Question: Only one replicate: inferring dispersion from other group
0
4.5 years ago by
Netherlands
r.aprianto0 wrote:

Dear all,

I have a general question regarding RNA-Seq analysis to identify Differentially Expressed Genes (DEGs).
Basically I want to do statistical analysis from one replicate.

I have the following design:

1. Group A (time point 1)      2 replicates
2. Group B (time point 2)      2 replicates
3. Group C (time point 3)      2 replicates
4. Group D (time point 4)      1 replicate

My question is whether it is possible for me to infer the dispersion (variance or SD) from Group A, B or C per gene to Group D, to simulate 2 replicates? Dispersions in the group are independent to the time factor.

If so, how should I practically do it?

Rieza

modified 4.5 years ago by Gordon Smyth37k • written 4.5 years ago by r.aprianto0

You say you want to do a "statistical analysis from one replicate". However, you need at least two groups to do a differential expression analysis. Can you clarify your aim here?

Sorry if the question was unclear.

I have four groups as mentioned above and I want to use the 4th group which only contains 1 replicate as opposed to 2 replicates for the other groups. Differential expression is then performed between those groups.

Answer: Only one replicate: inferring dispersion from other group
2
4.5 years ago by
Gordon Smyth37k
Walter and Eliza Hall Institute of Medical Research, Melbourne, Australia
Gordon Smyth37k wrote:

All the RNA-seq packages (edgeR, limma-voom, DESeq2) do this automatically. You just do a standard analysis.

Dear Gordon,

Thank you for the response. I wonder specifically for edgeR and limma-voom, whether there are any difference in how the package treat my dataset? Can you please specify where in the vignette this inference of variance is defined?

Can individual gene dispersion and the inferred statistical information (such as mean) for group D be extracted and used for other tools?

Rieza

For edgeR, I'd suggest reading the user's guide from Sections 2.7 to 2.9 to get an idea of how the dispersions are estimated. It's important to stress that only one dispersion value is estimated for each gene. That means that the same dispersion is used during modelling for each group. If you want to get the estimated dispersion for a particular gene, you can do something like:

y <- estimateDisp(y, design)
gene <- 1 # or whatever gene you want
y$tagwise.dispersion[gene] where y is a DGEList object and design is, well, a design matrix. In your case it'd probably be something like: design <- model.matrix(~factor(c("a", "a", "b", "b", "c", "c", "d"))) Again, it must be stressed that there's no concept of a dispersion specifically for group D. You can only get a dispersion value for the entire gene. If you want to get the means, it'll be something like this: fit <- glmFit(y, design) fit$fitted.values[gene,]

Obviously, the fitted value for group D will be equal to the count, because there's only one sample.

Answer: Only one replicate: inferring dispersion from other group
1
4.5 years ago by
Simon Anders3.5k
Zentrum für Molekularbiologie, Universität Heidelberg
Simon Anders3.5k wrote:

DESeq2 estimates one common dispersion value per gene, i.e., it assumes that the dispersion is the same in all group, and the estimation is performed by pooling all conditions with replication. In your case, the dispersion estimate will be based on groups A-C, but used for all four groups.

This is the default behaviour, so you can just run a standard analysis.

Background information: The assumption of equal variance is a standard one in ANOVA analysis, but, of course, not always justified. In practice, however, it seems to make nit that much difference in most cases. In DESeq-1, we allowed for group-specific dispersion estimation, but dropped this feature in DESeq2, because we felt that the substantial complications that this caused was not justified given that one needs this rather rarely.

Dear Simon,

Thank you for the answer. Can you specify where in the DESeq2 vignette or other documentation this (very useful) behavior is defined? Is there any degree of confidence of this estimation?

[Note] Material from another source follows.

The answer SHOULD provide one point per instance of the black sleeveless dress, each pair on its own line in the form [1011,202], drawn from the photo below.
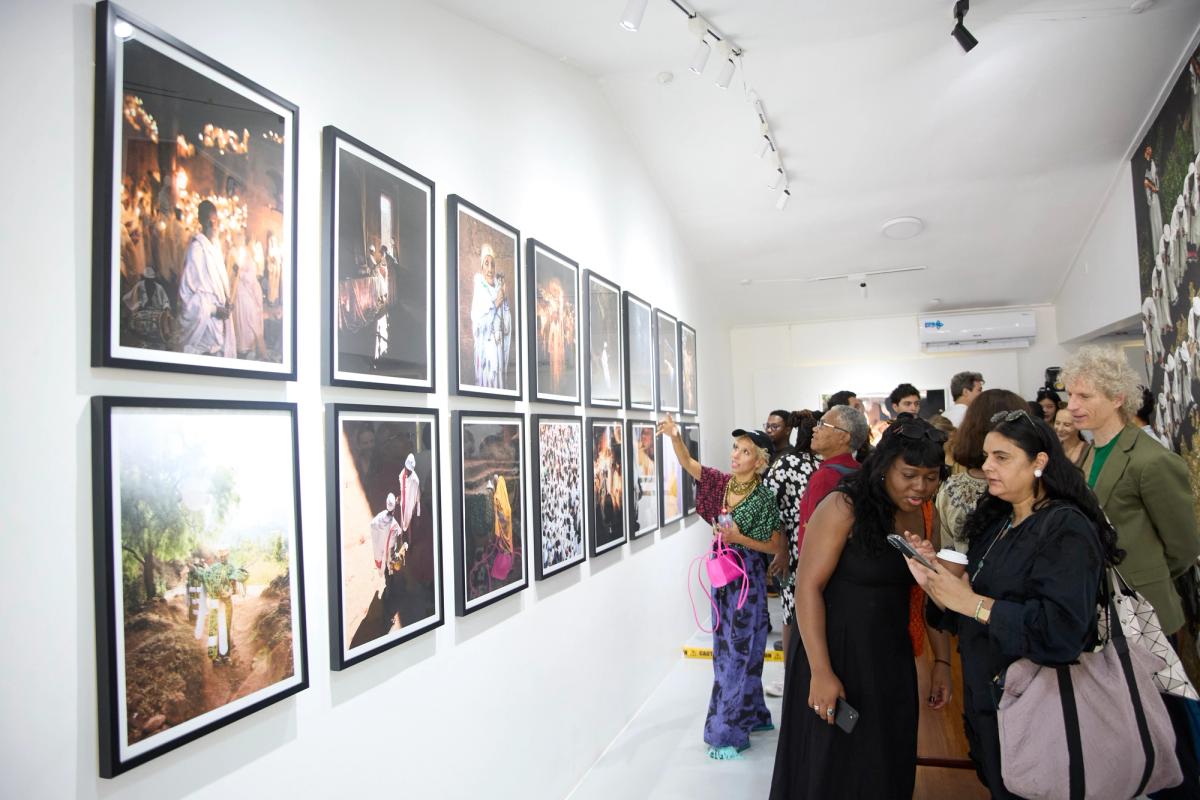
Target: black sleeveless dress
[867,629]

If I have two strains (A1 (2 replicates), A2 (2 replicates), B1 (2), B2 (2), C1 (2), C2 (2), D1 (1 replicate), D2 (1 replicate), should I treat them in two parallel DESeq2 pipelines or rather use the whole dataset as one DESeq2 object? Is there any preliminary test to determine this?

Also, can I extract statistical information about the 4th group (group D with one replicate) from the DESeq2 result? What I mean by statistical information is for example: mean of gene expression in the group.

Thank you.

Rieza

The dispersion fitting procedure is described in ?estimateDispersions and described in detail in the Methods of the manuscript. The estimation procedure doesn't literally pool conditions with replicates, but we use first a maximum likelihood and finally a maximum posterior estimate of one dispersion value for each gene, while conditions on the fitted values for the means. As long as there is 1 one more residual degree of freedom in the model (number of samples - number of coefficients to estimate), then the dispersion can be estimated.

We recommend users to run DESeq() on the whole dataset, and to use the 'contrast' argument of results() to build various results tables.

The fitted means for any sample can be found in the matrix assays(dds)[["mu"]].